Topical Tranexamic acid inhibits melanin production through interfering with molecular processes within keratinocytes in the skin. Multiple studies in South Korea and China have verified its significant efficacy and good safety profile.
Arbutin, azelaic acid, kojic acid and ascorbic acid are gentler on the skin, but still inhibit the production of melanin.
If topical creams do not significantly improve melasma, clinic treatments may be added to your treatment plan.
Chemical peels using tretinoin (retinoic), trichloroacetic acid (TCA) and amino fruit acid currently show significant results in studies, and outperform older generation chemicals such as glycolic acid (GA).
At VIDASKIN, we also have a specialised Depigmentation Treatment which is a customisable, skin-brightening protocol performed by a medical doctor. This treatment not only lightens existing pigment, but tones down the activity of pigment cells to reduce the risk of recurrence. Based on your skin type and condition, our doctor can determine the concentration of acids required in every session.
Laser treatments can also be used to target different types of melasma. The Laser Medley programme offers great flexibility and customisation when it comes to selecting a laser that is suitable for your skin.
When used correctly, clinic treatments can speed up recovery; and in recalcitrant melasma that responds poorly to topicals, lasers and peels have a strong role to play.
Oral Tranexamic acid (TA) gives more significant results compared to topical creams, but rare side effects that may occur include gastrointestinal discomfort and hypomenorrhea (light periods). In one study, recurrence while taking oral TA was low (9.5% of cases). Your doctor may recommend a course of this medication as part of your treatment plan.
As melasma is a chronic, long-term condition which can worsen if approached with the wrong course of treatment, it is best to consult a medical professional who can personally analyze your condition to combine modalities for optimal results.
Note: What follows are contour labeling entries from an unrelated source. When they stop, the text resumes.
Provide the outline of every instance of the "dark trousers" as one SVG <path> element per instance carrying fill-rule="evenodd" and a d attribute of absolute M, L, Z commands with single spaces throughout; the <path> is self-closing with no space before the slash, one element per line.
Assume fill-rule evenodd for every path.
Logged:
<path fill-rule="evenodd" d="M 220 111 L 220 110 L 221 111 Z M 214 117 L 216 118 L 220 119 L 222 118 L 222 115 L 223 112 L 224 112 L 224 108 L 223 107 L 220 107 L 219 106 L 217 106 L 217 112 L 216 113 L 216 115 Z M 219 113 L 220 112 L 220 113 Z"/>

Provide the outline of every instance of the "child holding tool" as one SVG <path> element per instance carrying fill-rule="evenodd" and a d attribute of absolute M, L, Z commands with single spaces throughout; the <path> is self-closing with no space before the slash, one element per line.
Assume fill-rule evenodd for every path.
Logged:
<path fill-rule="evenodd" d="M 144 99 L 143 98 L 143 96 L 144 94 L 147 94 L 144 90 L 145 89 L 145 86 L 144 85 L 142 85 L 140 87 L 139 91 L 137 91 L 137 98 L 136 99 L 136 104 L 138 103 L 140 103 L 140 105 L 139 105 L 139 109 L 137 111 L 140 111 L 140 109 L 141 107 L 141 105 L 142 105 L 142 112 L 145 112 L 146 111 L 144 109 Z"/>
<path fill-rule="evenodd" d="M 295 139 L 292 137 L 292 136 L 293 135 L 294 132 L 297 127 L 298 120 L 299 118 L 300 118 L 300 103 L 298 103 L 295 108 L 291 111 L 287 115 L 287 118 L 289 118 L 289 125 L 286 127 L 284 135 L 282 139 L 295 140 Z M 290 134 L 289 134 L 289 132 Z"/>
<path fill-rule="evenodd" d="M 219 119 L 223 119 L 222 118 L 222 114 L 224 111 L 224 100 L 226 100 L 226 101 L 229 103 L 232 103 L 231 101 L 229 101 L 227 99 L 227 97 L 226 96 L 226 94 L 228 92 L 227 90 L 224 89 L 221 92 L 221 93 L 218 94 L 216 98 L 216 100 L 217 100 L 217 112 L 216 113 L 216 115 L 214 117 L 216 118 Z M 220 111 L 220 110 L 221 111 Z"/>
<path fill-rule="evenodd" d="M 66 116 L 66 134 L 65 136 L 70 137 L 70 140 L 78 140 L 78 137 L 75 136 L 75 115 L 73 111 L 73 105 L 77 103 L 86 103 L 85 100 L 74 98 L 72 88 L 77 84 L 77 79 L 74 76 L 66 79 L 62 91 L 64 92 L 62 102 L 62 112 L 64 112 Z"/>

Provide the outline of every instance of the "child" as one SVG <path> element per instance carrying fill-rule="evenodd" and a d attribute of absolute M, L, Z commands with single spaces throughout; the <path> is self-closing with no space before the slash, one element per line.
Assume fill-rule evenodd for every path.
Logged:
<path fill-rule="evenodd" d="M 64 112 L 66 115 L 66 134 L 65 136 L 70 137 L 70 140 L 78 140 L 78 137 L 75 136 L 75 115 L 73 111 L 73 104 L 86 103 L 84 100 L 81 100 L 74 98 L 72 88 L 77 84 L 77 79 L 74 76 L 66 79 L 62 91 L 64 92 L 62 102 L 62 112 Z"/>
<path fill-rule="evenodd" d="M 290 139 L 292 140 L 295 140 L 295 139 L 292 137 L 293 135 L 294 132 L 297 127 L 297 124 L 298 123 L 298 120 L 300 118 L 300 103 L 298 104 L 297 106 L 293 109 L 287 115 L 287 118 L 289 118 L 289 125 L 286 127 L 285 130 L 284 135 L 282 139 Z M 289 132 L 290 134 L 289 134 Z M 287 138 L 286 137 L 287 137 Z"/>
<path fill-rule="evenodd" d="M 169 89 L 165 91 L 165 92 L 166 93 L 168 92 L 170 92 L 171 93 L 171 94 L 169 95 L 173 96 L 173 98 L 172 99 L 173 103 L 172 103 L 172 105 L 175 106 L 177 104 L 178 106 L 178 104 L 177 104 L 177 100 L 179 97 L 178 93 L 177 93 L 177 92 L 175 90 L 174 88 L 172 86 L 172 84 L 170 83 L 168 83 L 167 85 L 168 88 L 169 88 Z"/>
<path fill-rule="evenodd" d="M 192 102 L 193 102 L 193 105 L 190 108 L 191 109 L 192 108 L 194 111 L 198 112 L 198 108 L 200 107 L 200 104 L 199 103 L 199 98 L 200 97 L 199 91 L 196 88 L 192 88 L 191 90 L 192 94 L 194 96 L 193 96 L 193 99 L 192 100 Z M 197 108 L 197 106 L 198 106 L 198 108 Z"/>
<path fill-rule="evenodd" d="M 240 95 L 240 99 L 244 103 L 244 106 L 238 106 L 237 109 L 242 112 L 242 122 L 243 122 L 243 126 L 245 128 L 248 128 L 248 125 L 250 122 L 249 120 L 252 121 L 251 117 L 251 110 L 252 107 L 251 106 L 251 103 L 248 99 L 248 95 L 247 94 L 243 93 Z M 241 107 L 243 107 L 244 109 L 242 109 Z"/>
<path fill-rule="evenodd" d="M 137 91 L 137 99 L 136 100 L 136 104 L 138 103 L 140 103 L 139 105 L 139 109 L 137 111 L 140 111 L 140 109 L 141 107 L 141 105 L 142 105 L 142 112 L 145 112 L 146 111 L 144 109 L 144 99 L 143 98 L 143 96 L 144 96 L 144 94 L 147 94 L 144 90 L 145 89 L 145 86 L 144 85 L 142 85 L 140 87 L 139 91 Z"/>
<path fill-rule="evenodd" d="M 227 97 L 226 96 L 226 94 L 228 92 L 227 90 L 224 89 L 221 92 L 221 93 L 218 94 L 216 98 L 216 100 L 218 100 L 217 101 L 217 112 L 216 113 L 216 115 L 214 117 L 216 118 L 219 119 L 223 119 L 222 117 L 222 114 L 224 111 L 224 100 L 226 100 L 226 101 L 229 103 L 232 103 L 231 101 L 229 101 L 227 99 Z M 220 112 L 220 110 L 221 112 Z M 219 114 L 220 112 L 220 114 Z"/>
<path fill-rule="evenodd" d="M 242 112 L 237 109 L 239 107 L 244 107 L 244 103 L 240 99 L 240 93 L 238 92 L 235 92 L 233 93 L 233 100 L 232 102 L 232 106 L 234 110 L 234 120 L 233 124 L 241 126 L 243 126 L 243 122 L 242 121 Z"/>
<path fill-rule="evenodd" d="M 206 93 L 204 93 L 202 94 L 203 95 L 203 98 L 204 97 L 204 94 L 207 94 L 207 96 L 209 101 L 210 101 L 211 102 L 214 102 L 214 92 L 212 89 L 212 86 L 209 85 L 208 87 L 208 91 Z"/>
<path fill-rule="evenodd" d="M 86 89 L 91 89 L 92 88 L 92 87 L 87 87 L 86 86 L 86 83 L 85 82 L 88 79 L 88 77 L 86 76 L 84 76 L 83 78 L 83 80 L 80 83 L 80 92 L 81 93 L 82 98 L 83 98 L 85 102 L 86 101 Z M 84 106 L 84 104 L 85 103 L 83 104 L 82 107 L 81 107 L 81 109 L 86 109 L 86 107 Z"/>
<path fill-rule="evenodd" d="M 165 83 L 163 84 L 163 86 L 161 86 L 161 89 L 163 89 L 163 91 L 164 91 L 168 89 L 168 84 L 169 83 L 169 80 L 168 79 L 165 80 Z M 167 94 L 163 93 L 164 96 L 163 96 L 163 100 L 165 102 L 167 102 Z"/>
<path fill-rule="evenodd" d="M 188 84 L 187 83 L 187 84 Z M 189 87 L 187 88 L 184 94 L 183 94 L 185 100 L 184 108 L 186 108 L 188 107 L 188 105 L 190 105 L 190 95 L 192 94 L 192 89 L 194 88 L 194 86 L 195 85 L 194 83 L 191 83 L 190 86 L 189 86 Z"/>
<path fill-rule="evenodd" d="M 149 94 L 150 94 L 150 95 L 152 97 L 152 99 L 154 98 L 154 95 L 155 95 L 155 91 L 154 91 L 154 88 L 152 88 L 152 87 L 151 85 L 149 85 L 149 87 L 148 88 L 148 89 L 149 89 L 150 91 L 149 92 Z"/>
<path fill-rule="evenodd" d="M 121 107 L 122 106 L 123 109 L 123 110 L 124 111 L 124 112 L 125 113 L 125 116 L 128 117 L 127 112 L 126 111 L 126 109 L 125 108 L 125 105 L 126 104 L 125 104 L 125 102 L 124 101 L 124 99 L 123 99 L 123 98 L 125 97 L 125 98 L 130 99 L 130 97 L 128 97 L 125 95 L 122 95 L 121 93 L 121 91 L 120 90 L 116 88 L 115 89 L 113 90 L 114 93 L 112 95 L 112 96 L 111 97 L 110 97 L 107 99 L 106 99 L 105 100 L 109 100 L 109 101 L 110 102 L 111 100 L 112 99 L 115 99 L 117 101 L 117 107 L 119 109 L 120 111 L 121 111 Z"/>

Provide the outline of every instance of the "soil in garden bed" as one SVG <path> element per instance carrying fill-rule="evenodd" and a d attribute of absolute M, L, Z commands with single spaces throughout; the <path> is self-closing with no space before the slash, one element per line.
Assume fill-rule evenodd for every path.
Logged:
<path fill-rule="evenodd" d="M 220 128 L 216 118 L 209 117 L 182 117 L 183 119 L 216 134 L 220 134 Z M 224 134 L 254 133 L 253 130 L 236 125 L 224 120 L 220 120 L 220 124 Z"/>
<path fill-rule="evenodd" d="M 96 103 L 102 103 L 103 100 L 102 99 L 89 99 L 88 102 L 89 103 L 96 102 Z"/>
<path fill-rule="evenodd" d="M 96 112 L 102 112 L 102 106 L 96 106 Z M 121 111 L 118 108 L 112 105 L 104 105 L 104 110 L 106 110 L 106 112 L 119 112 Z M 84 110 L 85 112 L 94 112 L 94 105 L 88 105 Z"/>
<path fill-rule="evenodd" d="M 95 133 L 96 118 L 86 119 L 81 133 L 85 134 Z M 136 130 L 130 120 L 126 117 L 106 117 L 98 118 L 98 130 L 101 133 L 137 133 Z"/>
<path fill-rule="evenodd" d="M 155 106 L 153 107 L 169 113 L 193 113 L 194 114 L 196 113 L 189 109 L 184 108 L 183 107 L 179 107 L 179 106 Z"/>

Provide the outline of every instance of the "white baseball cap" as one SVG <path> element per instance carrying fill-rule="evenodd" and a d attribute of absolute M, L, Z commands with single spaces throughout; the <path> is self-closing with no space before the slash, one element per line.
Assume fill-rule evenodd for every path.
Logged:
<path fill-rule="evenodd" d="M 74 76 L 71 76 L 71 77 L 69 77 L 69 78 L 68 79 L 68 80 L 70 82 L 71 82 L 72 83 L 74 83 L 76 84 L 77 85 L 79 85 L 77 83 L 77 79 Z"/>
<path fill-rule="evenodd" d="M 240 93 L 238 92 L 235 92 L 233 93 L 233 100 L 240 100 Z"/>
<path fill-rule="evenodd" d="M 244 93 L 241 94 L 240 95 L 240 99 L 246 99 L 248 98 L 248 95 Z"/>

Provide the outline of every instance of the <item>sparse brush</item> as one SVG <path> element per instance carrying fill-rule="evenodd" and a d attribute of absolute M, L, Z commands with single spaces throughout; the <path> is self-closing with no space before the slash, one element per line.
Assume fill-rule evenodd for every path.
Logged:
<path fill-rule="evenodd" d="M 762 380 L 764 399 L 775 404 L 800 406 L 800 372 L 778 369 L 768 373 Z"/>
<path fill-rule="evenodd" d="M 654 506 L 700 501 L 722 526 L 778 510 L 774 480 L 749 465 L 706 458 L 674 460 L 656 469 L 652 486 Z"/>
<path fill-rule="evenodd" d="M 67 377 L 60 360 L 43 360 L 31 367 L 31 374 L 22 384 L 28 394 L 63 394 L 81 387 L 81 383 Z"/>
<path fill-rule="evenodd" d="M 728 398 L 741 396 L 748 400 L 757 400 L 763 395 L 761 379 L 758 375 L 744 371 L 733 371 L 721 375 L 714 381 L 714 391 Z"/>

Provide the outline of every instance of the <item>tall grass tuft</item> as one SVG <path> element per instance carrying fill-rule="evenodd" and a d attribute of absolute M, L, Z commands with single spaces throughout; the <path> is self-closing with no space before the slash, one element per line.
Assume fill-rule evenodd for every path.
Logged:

Melasma is a common skin condition characterized by dark, discolored patches on the skin, usually on the face. It is more prevalent in women and individuals with darker skin tones.
The exact cause of melasma is not fully understood, but it is believed to be triggered by a combination of genetic factors, hormonal changes, sun exposure, and skin irritation. Pregnancy, birth control pills, and hormone therapy can also contribute to melasma.
To prevent melasma, it is crucial to use broad-spectrum sunscreen daily, avoid excessive sun exposure, and wear protective clothing. Avoiding harsh skincare products and treatments that irritate the skin can also help.
There are a range of treatments for melasma, including topical medications, oral medications, chemical peels, laser therapy, and microneedling. These treatments target the pigmented cells and help to lighten the dark patches, improving skin tone and texture.
Laser treatments can be effective for melasma, especially when combined with other treatments. They work by targeting and breaking down the pigmented cells. However, melasma can be a recurring condition, so maintenance treatments and proper skincare are essential for long-term results. Laser treatments also require multiple treatment sessions to see a good result.
This depends on the cause or trigger of melasma. For example, melasma may fade over time, especially if it is triggered by pregnancy or hormone therapy that has since ended. However, without treatment, it often persists or recurs.
The time it takes to see results from melasma treatments varies depending on the treatment method and individual skin type. Generally, patients may start to see improvements within a few weeks to months. Consistent treatment and proper skincare are essential for optimal results.